What is determining the IP addresses that your PC and Pi are getting? That 196.254.x.x address range is a link-local as per RFC3927 one that Windows uses for Automatic Private IP Addressing which Apple calls Bonjour. However, as per the Wikipedia:
In IPv4 they are normally only used to assign IP addresses to network interfaces when no external, stateful mechanism of address configuration exists, such as the Dynamic Host Configuration Protocol (DHCP), or when another primary configuration method has failed. In IPv6, link-local addresses are mandatory and required for the internal functioning of various protocol components.
Given that you are able to reach here to the Stack Exchange site I would presume that you have a router that should be providing IPs, possibly in the 192.168.x.y range where x is often 0 or 1, and y is possibly 1 for the router and then goes upwards for other things connected on your LAN.

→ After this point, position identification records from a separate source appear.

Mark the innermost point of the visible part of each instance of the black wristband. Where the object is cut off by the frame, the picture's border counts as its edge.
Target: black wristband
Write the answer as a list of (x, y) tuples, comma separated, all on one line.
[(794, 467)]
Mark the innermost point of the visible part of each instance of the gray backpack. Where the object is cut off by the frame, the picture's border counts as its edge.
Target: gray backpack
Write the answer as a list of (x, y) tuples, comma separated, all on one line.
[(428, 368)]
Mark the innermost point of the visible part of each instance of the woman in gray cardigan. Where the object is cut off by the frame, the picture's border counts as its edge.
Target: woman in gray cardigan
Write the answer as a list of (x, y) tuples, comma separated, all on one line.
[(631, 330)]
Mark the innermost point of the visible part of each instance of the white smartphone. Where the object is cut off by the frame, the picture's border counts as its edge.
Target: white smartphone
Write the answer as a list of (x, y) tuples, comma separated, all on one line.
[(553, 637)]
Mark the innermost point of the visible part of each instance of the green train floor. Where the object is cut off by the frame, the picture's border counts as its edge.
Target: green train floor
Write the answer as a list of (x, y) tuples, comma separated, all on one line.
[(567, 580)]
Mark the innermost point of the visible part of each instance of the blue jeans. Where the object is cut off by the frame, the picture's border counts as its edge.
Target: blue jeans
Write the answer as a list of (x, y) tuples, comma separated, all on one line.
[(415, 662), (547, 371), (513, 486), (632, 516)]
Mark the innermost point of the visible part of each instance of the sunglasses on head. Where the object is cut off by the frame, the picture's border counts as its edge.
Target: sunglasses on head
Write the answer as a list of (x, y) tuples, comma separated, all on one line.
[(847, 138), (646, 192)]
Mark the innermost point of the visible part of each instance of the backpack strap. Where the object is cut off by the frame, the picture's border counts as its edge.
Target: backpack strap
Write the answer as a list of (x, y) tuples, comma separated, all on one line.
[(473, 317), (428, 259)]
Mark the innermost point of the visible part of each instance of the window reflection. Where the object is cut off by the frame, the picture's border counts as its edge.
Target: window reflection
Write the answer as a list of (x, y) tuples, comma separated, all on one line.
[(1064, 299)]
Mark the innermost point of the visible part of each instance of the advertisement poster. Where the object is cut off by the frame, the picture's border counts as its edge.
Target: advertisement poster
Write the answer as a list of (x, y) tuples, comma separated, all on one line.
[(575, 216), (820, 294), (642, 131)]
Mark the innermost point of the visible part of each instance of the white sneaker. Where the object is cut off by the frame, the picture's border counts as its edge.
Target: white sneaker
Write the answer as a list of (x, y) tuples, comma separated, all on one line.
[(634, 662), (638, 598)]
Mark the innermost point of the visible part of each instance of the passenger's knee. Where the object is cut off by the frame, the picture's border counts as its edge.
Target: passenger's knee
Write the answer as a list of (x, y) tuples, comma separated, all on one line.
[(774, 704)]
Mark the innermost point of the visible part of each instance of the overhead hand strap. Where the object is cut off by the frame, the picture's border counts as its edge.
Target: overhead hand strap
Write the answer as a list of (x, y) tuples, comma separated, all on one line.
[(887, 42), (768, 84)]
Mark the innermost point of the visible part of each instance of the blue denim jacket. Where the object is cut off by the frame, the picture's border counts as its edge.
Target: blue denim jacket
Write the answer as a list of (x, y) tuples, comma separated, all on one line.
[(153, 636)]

This error can be caused by IP address clashes, especially if some devices are set to fixed ones (for instance if they are a server/gateway and you want to fix where they are - like your broadband router) and your only dhcp server (normally, again, your router) has not been told to NOT use that fixed address as one for the DHCP pool. I'd suggest getting into your router's configuration and checking the range of addresses used for dhcp does not include any statically assigned ones configured locally on a device itself. Note that many routers do permit you to "reserve" a specific address for devices which you always want to have a fixed address for (e.g. I have one device used as an IPv6 tunnel gateway and local storage server which it is convenient to always be 192.168.1.2 next to the IPv4 router on 192.168.1.1) which is another way to have a fixed address AND for it to be handled by dhcp rather than by locally setting on the device itself.
Unlike the previous answer - which I don't have the reputation to comment on (yet) - I'd strongly urge you NOT to enable
PermitRootLogin without-password UNLESS you have also sorted out a key to secure such logins. By default Pis running Raspbian do not have a root password set so if there is external access to your LAN the Pi will be very insecure - and once you sort out your IP issues so that it is reachable it will be vulnerable.